Он перебил, перепрыгивая из противной слащавости прямо в угрюмость:
— Сперва надобно сделаться честными! Да, умный человек не может не думать в такое время, когда раздаются вопросы, так же важные для человечества, и всё, что по поводу народа теперь говорится, умно, справедливо, местами и глубоко, но почему же предаваться исключительно пристально-близкому созерцанью того предмета, которого нельзя как следует разглядеть вблизи? Хвост и узлы этого дела сокрыты во многих, по видимости, побочных предметах. Нужно попристальней оглянуть всё. Для умного человека мало войти в один тот круг, в который введены уже публика и журнальное прение. Умному человеку нужно что-нибудь знать из того, о чём публика ещё сегодня не говорит, чтобы знать хотя на два дня вперёд о тех вопросах, о которых пойдёт речь потом. Иначе останешься в хвосте, а вовсе не наравне с веком.
Вдруг остановился, подумав, что и эти мысли могут быть приняты молодым человеком в виде намёка на то, что именно себя самого почитает идущим далеко впереди, и поспешно прибавил, бросив на Тургенева пристальный взгляд:
— Положим, идти выше своего века только возможно какому-нибудь необъятно громадному гению, однако ж стремиться встать выше журнальной верхушки своего века есть непременный долг всякого умного человека, если только умный тот человек одарён какими-нибудь действительными способностями, — И вновь заспешил выставить всю свою главную мысль до конца: — Однако ж не позабывайте никак, что нынче всякий из нас более или менее строится, вырабатывается, так что никто не может быть совершенно понятен другому и употребляет такие слова и понятия, которые у одного значат не совсем то, что у другого. По этой причине, прежде чем пускаться по всем этим современным вопросам в споры и прения, надобно выработать, состроить себя, то есть сначала надобно сделаться честным, способным на деятельное добро, чтобы, первейшее дело, хотя верно один другого понять, а не запутывать эти вопросы, важные для всего человечества, всё новыми и новыми спорами.

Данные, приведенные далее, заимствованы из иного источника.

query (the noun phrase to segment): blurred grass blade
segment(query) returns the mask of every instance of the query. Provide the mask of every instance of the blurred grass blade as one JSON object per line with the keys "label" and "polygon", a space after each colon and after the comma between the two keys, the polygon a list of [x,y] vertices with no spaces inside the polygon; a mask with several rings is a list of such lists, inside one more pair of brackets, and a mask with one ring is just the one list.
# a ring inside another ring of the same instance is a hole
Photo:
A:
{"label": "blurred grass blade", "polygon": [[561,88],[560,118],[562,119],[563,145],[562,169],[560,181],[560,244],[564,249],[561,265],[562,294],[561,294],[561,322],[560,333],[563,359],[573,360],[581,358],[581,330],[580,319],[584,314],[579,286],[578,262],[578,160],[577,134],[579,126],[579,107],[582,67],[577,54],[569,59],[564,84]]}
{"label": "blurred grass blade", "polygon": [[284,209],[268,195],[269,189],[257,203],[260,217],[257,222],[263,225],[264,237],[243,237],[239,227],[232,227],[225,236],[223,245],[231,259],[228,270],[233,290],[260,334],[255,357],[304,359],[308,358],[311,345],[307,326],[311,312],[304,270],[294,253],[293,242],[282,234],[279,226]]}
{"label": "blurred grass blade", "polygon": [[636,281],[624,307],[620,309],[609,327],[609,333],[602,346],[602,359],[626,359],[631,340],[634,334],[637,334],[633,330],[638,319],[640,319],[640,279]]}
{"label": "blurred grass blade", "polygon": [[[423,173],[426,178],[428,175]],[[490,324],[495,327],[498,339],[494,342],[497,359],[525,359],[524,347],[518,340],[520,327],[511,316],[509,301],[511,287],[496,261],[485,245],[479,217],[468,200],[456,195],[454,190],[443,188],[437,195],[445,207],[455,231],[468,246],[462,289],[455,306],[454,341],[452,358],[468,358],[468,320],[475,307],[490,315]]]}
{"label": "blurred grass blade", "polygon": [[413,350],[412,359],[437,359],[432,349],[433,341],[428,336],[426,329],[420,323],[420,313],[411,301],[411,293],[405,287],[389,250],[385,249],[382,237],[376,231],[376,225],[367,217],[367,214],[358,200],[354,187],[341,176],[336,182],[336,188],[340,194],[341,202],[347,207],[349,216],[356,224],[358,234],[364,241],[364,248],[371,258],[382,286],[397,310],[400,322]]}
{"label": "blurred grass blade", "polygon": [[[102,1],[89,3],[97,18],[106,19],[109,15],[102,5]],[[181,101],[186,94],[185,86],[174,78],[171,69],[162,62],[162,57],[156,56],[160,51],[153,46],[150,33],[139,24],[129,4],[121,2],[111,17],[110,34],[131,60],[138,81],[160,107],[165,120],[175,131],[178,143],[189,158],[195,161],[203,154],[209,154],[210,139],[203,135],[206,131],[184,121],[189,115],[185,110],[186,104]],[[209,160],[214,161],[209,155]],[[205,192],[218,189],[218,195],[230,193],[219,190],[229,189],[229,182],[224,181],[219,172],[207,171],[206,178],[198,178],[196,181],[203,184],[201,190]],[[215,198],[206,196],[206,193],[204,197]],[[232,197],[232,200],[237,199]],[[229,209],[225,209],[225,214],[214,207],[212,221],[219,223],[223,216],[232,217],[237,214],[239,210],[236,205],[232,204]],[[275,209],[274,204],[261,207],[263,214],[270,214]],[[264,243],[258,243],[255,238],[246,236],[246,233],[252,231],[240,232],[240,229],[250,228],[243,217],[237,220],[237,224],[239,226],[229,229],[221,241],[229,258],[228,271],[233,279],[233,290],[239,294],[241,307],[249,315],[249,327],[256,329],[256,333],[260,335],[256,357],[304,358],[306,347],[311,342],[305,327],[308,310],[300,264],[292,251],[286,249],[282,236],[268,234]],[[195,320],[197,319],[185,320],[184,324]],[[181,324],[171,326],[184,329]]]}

Голос Тургенева прозвучал с особенно какой-то почтительностью, словно уж очень не хотелось обижать человека, которого глубоко уважал да с которым никак согласиться не мог, не выработав, должно быть, довольно себя:
— Такие честные среди нас уже появились, и не так мало их, как вы, может быть, полагаете, живя вдали от людей, и, между прочим, не одного из числа их воспитала ваша поэма. Помню, как мы собирались за стаканом пустого чая и перечитывали, перечитывали её, затверживая почти сплошь наизусть. Своей жаркой кровью она питала в нас ненависть... да, вот именно: ненависть ко всему старому порядку вещей!